Six Data Centers, 12 Years, CoreWeave: The Contracted Revenue Pitch

The financing is anchored to six AI data centers being built to support AI workloads. Core Scientific has leased the capacity to CoreWeave under a 12-year agreement described as potentially generating around $10 billion in revenue.

That revenue figure is presented as an expectation tied to sources familiar with the deal, not a fully itemized contract disclosure in the provided material. Still, the structure of the pitch is straightforward: swap cyclical mining margins for longer-duration, contracted hosting cash flows. In a market that has rewarded “AI infrastructure” narratives, CORZ’s equity performance reflects that positioning, with shares up about 6% on the day and nearly 42% year-to-date, while bitcoin was down 11% over the same period.

AI-Infrastructure Junk Bonds Are Crowded—And Still Getting Done

Core Scientific’s timing lands in a broader wave of AI-infrastructure credit issuance. Borrowers linked to AI infrastructure have raised $17.9 billion in junk bonds so far this year.

Recent offerings tied to Google-backed data centers and CoreWeave raised a combined $6.7 billion, and Edged Compute is marketing $1.3 billion in bonds for facilities leased to CoreWeave and an Alibaba unit. The read-through is not that risk is gone, but that investor demand for AI-linked yield has remained open even as supply grows. That supply growth also raises the bar on pricing and terms, especially for issuers asking the market to fund multi-site construction risk.

What Traders Don’t Have Yet: Pricing, Covenants, and Buildout Cost Risk

Key deal terms are still the missing inputs: coupon or yield, maturity, covenant package, and whether the transaction ultimately prices at, above, or below the $3.3 billion target. Those details will determine whether this is “AI credit appetite” in the abstract or a concrete, repeatable funding channel for miner-to-host conversions.
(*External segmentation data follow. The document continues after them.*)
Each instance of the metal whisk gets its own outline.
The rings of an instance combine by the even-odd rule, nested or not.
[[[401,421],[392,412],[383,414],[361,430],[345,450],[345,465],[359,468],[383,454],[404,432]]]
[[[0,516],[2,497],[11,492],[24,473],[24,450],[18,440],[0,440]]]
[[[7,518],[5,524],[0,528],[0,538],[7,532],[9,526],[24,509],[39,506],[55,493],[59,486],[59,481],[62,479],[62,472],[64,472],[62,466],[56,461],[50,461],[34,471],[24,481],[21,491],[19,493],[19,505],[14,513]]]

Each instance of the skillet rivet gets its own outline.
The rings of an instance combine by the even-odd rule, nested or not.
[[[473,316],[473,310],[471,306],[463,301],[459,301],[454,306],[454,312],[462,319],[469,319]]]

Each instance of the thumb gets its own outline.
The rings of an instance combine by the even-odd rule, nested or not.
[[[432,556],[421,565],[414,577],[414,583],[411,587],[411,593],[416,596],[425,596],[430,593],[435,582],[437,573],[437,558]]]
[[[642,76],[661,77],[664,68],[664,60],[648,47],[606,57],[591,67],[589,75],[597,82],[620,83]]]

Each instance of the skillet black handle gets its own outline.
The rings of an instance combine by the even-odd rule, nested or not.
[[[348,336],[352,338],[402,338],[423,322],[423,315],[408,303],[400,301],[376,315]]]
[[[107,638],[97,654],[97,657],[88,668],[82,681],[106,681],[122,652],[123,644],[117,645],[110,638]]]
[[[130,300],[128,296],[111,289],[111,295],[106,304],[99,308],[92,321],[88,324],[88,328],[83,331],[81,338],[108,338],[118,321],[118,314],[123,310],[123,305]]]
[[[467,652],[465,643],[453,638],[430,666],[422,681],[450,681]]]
Core Scientific also flagged cost-overrun risk directly, saying it plans to support construction across several states if costs exceed available funds. The specific states and site-level budgets were not provided, leaving traders to handicap execution risk without the usual project granularity.

On the crypto side of the balance sheet, Core Scientific sold $175 million in bitcoin last month, and CFO Jim Nygaard said the company still holds “under 1,000 bitcoin,”. That is a notable shift away from the miner-style treasury posture and suggests the pivot is being funded partly by de-risking BTC inventory.

How I'm Reading Core Scientific $3.3B junk bond AI

This planned $3.3B high-yield raise is the cleanest evidence yet that Core Scientific wants to be valued like contracted AI hosting, not like a levered miner with optionality on BTC. The threshold that matters is whether the bond clears with disciplined covenants and a yield that doesn’t imply the market is pricing in chronic cost overruns.

The real test is whether the CoreWeave lease economics get disclosed in enough detail to underwrite the ~$10B revenue expectation and the performance obligations behind it. If pricing holds and buildout funding stays contained, the setup starts to look structural rather than narrative-driven, and that’s when the miner-to-AI trade stops being a one-off and starts becoming a repeatable capital-markets playbook.